What Happen to Rohingyas : A note from 20th School of Peace and Conflict Transformation

Rohingya's People. [source image : Al Jazeera]

Amanasia.org – On March 1st, Ishak Mia, Coordinator of Humanitarian Assistance Program for ARF in Bangladesh, depicted the grim realities faced by Rohingyas in Myanmar and the two refugee camps in Cox’s Bazar, where they were forced to flee. Since the 80’s, Myanmar deprived them of citizenship and persecuted them: entire villages were burned to the ground, families were separated and killed, and women and girls were gang-raped. It is estimated that approximately 9000 Rohingyas have been killed during the genocide and that more than 1,5 million fled to Bangladesh since the beginning of the crisis.

Cox’s Bazar has become the largest refugee camp in the world and, despite the humanitarian relief, the Rohingya remain in an extremely precarious situation. Recently, ARF completed the construction of 100 mid-term shelters for Rohingya refugees in Cox’s Bazaar camp.

On Monday 2nd, Sumit Dutta, Counsellor and Psychologist, gave a lecture on Mental Health, Peacebuilding and Conflict Management. Conflicts occur at various domains- Interpersonal (between two persons), Inter-group (between two groups- families, religions, races, communities, nations etc.).

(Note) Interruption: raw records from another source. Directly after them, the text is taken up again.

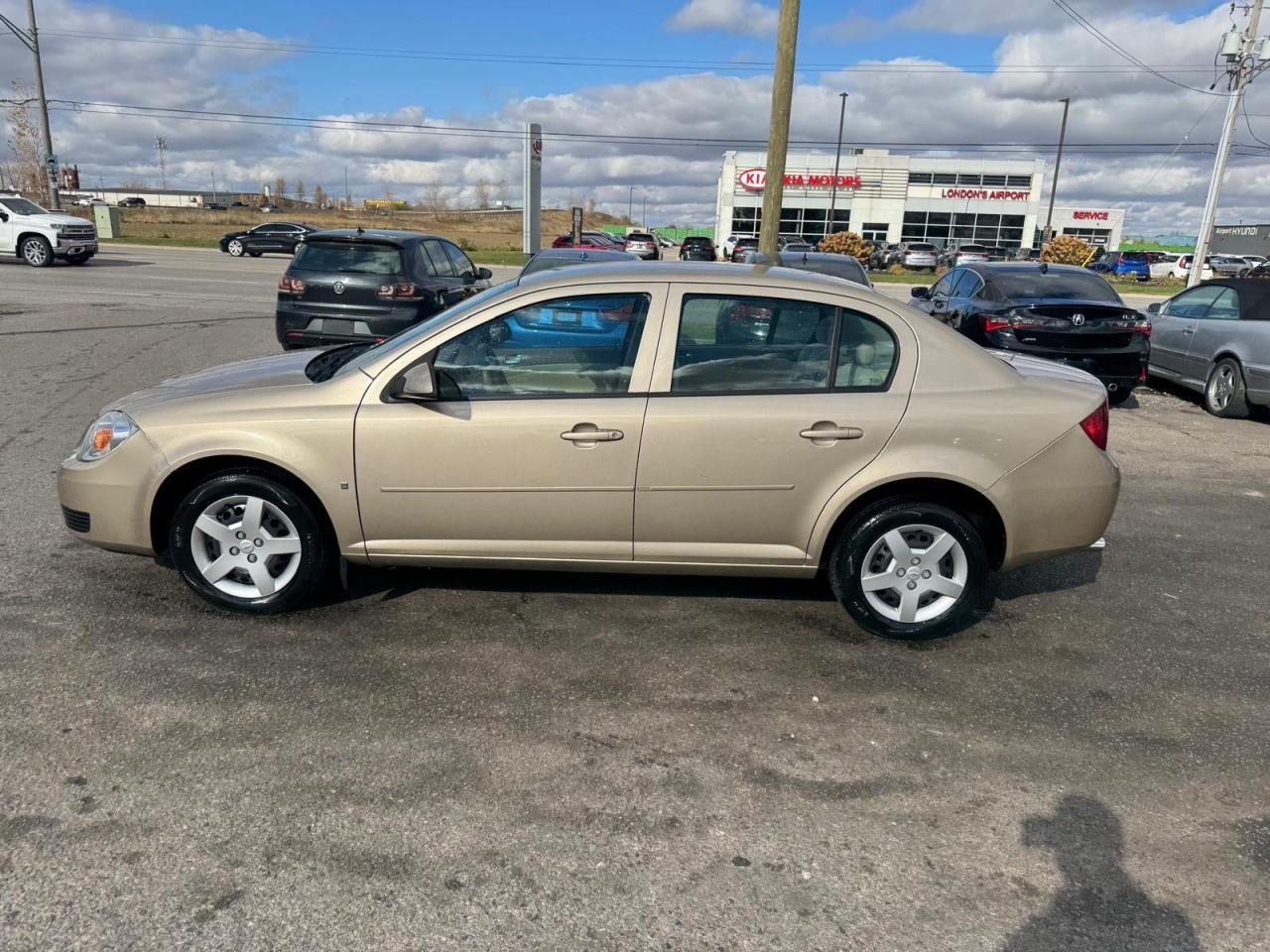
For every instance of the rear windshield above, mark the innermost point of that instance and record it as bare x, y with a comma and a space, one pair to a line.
1064, 286
347, 258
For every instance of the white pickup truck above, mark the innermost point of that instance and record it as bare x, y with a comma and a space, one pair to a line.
39, 236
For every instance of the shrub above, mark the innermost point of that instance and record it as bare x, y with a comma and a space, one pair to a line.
1067, 249
846, 243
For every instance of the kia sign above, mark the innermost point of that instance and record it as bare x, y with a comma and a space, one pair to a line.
754, 179
991, 194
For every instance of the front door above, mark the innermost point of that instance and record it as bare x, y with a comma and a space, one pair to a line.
763, 405
529, 449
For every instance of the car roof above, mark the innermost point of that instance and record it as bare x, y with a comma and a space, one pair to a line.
372, 235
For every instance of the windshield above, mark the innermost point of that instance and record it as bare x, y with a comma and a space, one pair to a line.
417, 330
347, 258
1061, 286
21, 206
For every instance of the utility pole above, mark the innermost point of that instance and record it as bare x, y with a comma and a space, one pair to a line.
779, 136
162, 145
30, 39
837, 162
1239, 66
1053, 185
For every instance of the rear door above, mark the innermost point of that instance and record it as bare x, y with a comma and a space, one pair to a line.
1174, 326
763, 404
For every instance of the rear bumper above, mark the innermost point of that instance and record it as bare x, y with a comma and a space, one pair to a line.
298, 326
1058, 502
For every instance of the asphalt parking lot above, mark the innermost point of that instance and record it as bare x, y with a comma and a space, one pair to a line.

Such conflicts being overt are recognizable and hence easier to address, not to say managed. But there is another level of conflict that occurs within a person- Intra-psychic, that is far harder to recognize (often manifesting at the unconscious level) and so that much more difficult to address and thus resolve.

An individual is the smallest integral unit of society which is constituted of various levels- family, neighborhood, locality, organization, community, village/town/city, district, state, region, nation, league of nations. So, if one is at conflict with her/himself only, it’s more likely that s/he will have the same with others. Now if the unit of society is disturbed, society at large will obviously be not in peace. Hence Peace-building needs to be started at the individual level. To that end, the mental health of each person needs to be maximized to ensure proper handling of other conflicts at different social levels.

Before dinner, two talking circles were organized – women and men talking circles. The aim of this exercise was to exchange on the challenges faced by the participants in their personal and professional life.

On March 3rd, the participants headed to the regional cultural center SEA-Junction, located in the Bangkok Art Cultural Centre. The director of SEA-Junction and Professor Rosalia Sciortino presented shortly the activities of the center and gave a lecture on “Gender, Conflict, and Peace”. The lecture focused on the persistence of gender traditional roles, on gender-based violence and on the importance of women’s participation in peace processes, as it guarantees long-lasting institutions. In the afternoon, the participants headed to Thammasat University and watched the documentary film « Chinese Whispers » by Rani P Collaborations.

This graphic novel looks at how the May 1998 riots in several cities in Indonesia were triggered by political engineering that intentionally evoked racial sentiments. The homicides and rapes committed against Chinese-Indonesians, and especially women, have been forgotten in Indonesian collective memory. The author of the documentary insists on the need to embark upon a transitional justice process to heal.

On March 4th, the Executive Director of the organization Focus on the Global South, Shalmali Guttal, gave an inspiring talk about neoliberalism, as an economic system and as an ideology, and its implications for peace. Sadly, she wasn’t able to come in person at IIPDS and she gave her lecture on Skype. Her thesis was that the progressive imposition of neo-liberalism after WWII led to the rise of corporations, to a disengagement strategy of public investment and increasing inequalities between the rich and the poor. However, there is a limit to how long people can get exploited and the grassroots have the power to impulse change and promote alternative systems. In that context, the climatic emergency could be acting as a trigger for action.